In a few tiny moments in between, I find a place that feels like me. An unexpected belly laugh between brother and sister. Snoring puppies at my feet in the glow of twinkling lights. An unseasonably sunny day to roll the windows down like a secret only you can keep. A cold and rainy day to bury deep into ideas and feelings. Looking at my daughters photos and seeing the world through her eyes. Listening to the music that lives inside my son that he works diligently to bring to the world.
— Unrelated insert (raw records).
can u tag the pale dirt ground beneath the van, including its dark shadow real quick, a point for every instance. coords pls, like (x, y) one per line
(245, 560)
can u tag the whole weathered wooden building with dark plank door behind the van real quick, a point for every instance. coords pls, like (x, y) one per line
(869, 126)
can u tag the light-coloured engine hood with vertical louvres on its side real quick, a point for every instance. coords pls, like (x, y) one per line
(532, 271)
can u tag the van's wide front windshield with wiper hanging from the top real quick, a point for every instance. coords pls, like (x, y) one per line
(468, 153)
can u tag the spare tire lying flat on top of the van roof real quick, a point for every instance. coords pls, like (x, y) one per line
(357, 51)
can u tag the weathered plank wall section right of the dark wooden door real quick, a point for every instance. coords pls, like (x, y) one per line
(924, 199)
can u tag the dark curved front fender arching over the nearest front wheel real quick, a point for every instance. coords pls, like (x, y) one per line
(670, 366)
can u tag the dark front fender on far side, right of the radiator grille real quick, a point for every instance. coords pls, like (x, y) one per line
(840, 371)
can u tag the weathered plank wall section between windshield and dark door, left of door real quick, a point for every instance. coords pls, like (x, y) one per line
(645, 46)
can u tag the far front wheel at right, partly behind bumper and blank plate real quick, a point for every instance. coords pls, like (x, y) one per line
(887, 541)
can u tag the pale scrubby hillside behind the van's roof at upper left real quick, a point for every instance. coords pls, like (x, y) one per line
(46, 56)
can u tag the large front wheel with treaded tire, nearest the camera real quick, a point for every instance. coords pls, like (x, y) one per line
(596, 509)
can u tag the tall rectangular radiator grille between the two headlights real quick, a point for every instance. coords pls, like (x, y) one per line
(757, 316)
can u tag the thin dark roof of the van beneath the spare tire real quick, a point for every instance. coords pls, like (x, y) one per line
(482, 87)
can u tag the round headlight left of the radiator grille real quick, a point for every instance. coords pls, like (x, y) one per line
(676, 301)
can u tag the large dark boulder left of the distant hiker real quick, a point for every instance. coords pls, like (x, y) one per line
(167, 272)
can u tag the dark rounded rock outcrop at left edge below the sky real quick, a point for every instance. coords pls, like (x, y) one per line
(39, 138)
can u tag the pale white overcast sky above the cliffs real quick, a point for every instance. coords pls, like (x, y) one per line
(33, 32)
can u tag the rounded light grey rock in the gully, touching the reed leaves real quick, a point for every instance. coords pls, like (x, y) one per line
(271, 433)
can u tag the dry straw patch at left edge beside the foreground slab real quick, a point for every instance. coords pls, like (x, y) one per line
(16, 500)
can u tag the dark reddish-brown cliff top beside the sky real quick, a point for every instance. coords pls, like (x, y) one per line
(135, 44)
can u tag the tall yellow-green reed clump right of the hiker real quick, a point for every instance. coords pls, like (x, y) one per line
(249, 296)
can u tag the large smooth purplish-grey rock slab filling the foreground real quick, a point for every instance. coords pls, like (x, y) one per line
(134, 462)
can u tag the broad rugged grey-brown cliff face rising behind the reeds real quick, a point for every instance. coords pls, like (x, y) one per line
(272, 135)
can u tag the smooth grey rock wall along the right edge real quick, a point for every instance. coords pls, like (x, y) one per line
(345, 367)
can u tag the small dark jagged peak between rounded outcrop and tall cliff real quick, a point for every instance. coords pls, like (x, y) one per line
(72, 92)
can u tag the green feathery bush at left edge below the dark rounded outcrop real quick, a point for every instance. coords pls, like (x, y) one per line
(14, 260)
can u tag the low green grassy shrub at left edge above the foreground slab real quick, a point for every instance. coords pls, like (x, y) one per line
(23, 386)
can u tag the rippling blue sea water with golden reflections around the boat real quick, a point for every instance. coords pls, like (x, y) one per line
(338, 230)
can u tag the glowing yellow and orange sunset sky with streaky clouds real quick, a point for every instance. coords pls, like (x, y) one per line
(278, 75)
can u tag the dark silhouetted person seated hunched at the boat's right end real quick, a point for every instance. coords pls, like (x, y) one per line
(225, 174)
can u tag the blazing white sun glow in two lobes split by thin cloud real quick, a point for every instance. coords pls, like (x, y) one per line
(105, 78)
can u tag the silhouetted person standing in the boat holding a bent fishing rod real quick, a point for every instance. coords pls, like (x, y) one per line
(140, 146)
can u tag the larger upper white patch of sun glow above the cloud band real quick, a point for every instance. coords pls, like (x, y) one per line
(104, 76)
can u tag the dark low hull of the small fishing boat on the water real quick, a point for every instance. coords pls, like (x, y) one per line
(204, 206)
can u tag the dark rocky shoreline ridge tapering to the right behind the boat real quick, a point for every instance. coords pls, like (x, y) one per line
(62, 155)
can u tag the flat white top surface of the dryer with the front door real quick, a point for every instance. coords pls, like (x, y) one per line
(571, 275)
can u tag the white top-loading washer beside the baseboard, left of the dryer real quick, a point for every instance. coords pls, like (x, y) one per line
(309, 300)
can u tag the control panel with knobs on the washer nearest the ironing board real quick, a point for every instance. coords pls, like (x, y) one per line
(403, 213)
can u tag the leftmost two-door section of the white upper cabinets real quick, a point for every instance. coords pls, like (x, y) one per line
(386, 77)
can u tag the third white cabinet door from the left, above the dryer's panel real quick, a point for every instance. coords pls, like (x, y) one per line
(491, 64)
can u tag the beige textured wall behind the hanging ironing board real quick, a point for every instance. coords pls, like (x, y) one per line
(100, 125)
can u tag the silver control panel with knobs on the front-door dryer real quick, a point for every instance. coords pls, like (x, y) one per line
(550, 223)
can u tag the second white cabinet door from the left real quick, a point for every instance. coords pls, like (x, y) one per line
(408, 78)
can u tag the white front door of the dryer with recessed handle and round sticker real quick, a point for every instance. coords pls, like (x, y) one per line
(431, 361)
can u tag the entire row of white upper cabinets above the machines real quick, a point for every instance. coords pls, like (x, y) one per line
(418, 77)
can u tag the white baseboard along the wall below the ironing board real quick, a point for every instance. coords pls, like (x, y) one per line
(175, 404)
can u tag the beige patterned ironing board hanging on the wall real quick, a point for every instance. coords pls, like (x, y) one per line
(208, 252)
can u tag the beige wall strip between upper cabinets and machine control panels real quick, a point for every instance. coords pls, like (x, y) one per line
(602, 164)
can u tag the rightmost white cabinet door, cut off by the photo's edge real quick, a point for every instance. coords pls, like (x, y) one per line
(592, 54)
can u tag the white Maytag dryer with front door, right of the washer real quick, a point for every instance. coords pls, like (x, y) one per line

 These are my gifts. These are the gifts I can't put on the list. These are the gifts that don't meet other people's expectations. Personal. Life giving. The gifts that feed my soul. Money is scarce and dreams are infinite. I crave gifts that feed my dreams. Gifts of time. Gifts of peace. Gifts of acceptance and patience and appreciation of my passions.

Tonight the kids and I went to the movies.  We go to the movies to leave our own stories and get lost.  It's in that place that my heart is on fire.  For all the inadequacy I feel in todays holiday, at the movies I feel infinite.  The dreams,  the stories and the possibilities go on and on.

I wish you an artists holiday.  I wish you the place where the story is the gift and the dreams feel infinite.